2. Get students out of their seats with Partner Up!
Another way that I love to incorporate movement in the classroom, and foster a collaborative learning environment, is by playing Partner Up! In this activity, students are assigned a word/picture/topic/etc. and walk around the room to find a partner (or group) that matches them. Some ideas for using this are:
- Vocabulary – One student is a word, another is the definition. You could also add in a third student that is a picture.
- Place Value – Numbers written in standard, word, expanded, and/or unit form. Students group up according to number.
- Arrays/Equal Groups – One student has an array or equal groups picture, one has a number sentence.
- Historical Figures and Events – One student has a date, another student has an event that happened on that date, and a third person has the name of a significant person involved in that event. (i.e. Abraham Lincoln, Gettysburg Address, 1863).
- States of Matter – Each student has an item, and students group up according to whether each item is a solid, liquid, or gas.
These are just a few ideas of how you can use this game in different content areas. There are so many more! To play, just give each student a card with a word/phrase/picture on it, and give them time to find their partner. If desired, have the students switch cards after playing and play again!
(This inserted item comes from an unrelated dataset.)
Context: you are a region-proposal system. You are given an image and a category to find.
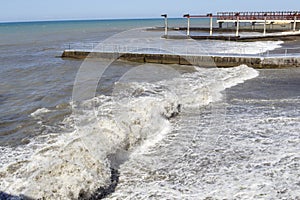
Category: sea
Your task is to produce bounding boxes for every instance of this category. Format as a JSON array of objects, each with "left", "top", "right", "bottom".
[{"left": 0, "top": 19, "right": 300, "bottom": 200}]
3. Incorporate movement in the classroom with charades.
Another way I love to incorporate movement in the classroom is with charades. Charades can be played in any content area. It is a great way to practice vocabulary and encourage students to be creative!
In some cases, you may want to have students work in groups to act out a particular idea or concept as it may be too hard for one student to do on their own. For example, it might be difficult for a student to act out the word “fourths” on their own, but it’s pretty easy with four people!
Charades works well with vocabulary words, numbers, shapes, people, and events. You can also get creative and have students act out story problems!